On Thu, Apr 26, 2012 at 7:41 AM, Mark <
ma74...@gmail.com> wrote:
>
>
> On Apr 4, 9:08 pm, Dean Michael Berris <
dber...@google.com> wrote:
>>
>> Please don't let my lack of time stop you from working on it. I'll be
>> happy to review your changes if you send pull requests to the official
>> repository.
>>
>
> REST services framework question for you or anyone. I have not done
> much in terms of web services implementation so bear with me. My
> prime objective (hope-may not get there) is to stand up cpp-netlib as
> an alternate implementation to an implementation that's framed
> around:
>
> Apache Http Server <-> FastCGI <-> Web services (Java) where the
> Apache HTTP Server and Web services are running on separate machines.
>
Interesting.
> After some thought I'm struggling to understand the RESTful design
> considerations surrounding cpp-netlib, specifically
> a) The gateway implementation which I suspect would be part of the
> cppnetlib HTTP server?
Nope, you have to write that on your own by either:
1. Implementing the FastCGI protocol over TCP.
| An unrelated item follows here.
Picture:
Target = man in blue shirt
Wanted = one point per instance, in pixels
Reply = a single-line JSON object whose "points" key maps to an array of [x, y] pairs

2. Implementing a reverse proxy.
> b) How would the gateway implementation extend to web services
> assuming separation between gateway interface and HTTP server? In
> other words, from a web service perspective a developer will need a
> GGI frontend for their web service. If the GGI implementaiton is
> bundled with the HTTP server there's no 'reuse'. Of course there's
> alternatives such as ( (assuming C++) fastcgi++ or some variant but
> personally I'd like to stick with one library.
Unfortunately FastCGI is completely separate from HTTP. I don't think
implementing the FastCGI protocol is a bad idea -- that makes running
existing FastCGI binaries/modules easier to integrate.
However I was thinking more when I hear "web service framework" of
something that makes it easier to actually just implement handlers
using OOP, similar to how you write Java Servlets. Infrastructure like
reverse proxies and similar things already exist and although you can
implement those with the building blocks in cpp-netlib, the framework
idea actually implementing the business logic in C++ instead of a
scripting language or Java is the crux of the matter.